Producers in the country have significantly slowed their efforts to extract natural gas in the US, and have instead turned their focus to more profitable oil and gas liquids wells. Energy companies operating in the US have added two oil-focused rigs this week, bringing the total to 1,416. The total had stood at a 25-year high of 1,427 two weeks ago, before 13 rigs were brought offline last week.
Conversely, the gas-directed rig count posted its ninth drop in the last ten weeks, sliding by 13 this week alone to 505. This is the lowest level since 1999, when 498 rigs were operating in the US, according to data from oil services firm Baker Hughes.
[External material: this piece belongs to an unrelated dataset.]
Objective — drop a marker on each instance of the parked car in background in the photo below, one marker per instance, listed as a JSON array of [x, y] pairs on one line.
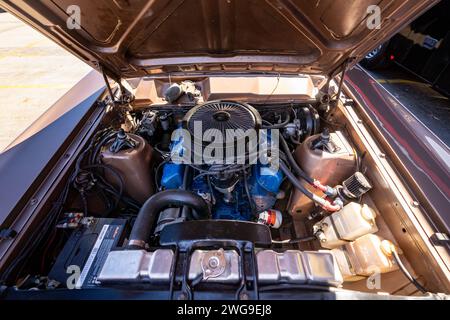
[[423, 48]]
Gas rigs peaked in October last year, but have since dropped 46 per cent. The significant drop, which has been staged over the last nine months, has led experts to believe that producers are getting serious about stemming the flood of record gas supplies.
Horizontal rigs are also suffering a downward trend, falling for the third straight week as 13 rigs were taken out of service. However, the drop hasn’t been as severe as in other parts of the industry, falling only 3.5 per cent from the record high of 1,193 set in May.
Dry gas drilling has been hit hard by current prices, and most suppliers are finding it hard to make the numbers add up. It is unsurprising, therefore, that drillers have moved rigs to more lucrative shale oil and shale gas liquid, which still produce plenty of associated dry gas that ends up in the market after processing.
Even though gross US gas production has slowed since January, output is still flowing at near all-time highs despite the sharp decline in dry gas drilling.